Two head coaching vacancies need to be filled. Lea Maurer resigned as women's swim coach to spend more time with her family, and Edrick Floreal, director of track and field for the past eight years, left for Kentucky.

Anderson has drawn fire at Maryland because the football team went 2-10 under first-year coach Randy Edsall, whom Anderson had lured from Connecticut to replace Friedgen.

Many Terp fans had hoped Anderson would hire former Texas Tech coach Mike Leach after bringing him to campus for an interview. Anderson and some on the search committee were turned off by Leach because, according to the Washington Post, his "mouth seemed to be as wide open as his offense." Leach wound up at Washington State.

Maryland's historically successful basketball program has gone two straight years without making postseason play. Longtime coach Gary Williams retired after the 2010-11 season, and Anderson replaced him with former Texas A&M coach Mark Turgeon.

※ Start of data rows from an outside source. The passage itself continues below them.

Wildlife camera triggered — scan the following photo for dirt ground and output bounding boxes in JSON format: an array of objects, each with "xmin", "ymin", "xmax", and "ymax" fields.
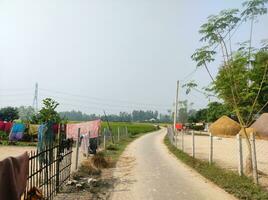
[
  {"xmin": 175, "ymin": 133, "xmax": 268, "ymax": 189},
  {"xmin": 55, "ymin": 168, "xmax": 114, "ymax": 200}
]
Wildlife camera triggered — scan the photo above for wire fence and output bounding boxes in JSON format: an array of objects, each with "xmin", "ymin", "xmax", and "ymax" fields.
[
  {"xmin": 99, "ymin": 127, "xmax": 129, "ymax": 149},
  {"xmin": 167, "ymin": 126, "xmax": 268, "ymax": 188}
]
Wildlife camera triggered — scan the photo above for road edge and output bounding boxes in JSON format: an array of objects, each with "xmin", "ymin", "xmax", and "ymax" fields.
[{"xmin": 163, "ymin": 133, "xmax": 268, "ymax": 200}]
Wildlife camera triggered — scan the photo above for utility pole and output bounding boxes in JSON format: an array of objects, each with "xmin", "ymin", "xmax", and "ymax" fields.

The Stanford job would give Anderson a chance to flex his leadership muscles in a much better financial situation. The university is a perennial national title contender in many of its 35 varsity sports. It has won the Directors' Cup - emblematic of overall athletic department superiority -- for the last 18 years.

It also would let him return to the Bay Area. In addition to his work at Stanford, the San Francisco State graduate was an assistant AD at Cal for five years. He took a similar position at Oregon State for two years before taking over at Army in 2004. He and his wife, Moira, have four children.

He is currently the first vice president of the National Association of Collegiate Directors of Athletics and will move up to president of that organization next year.

Question is......do you care? Personally, I think this is a blow to the school. KA has an increasing national presence and I think he will do great at Stanford.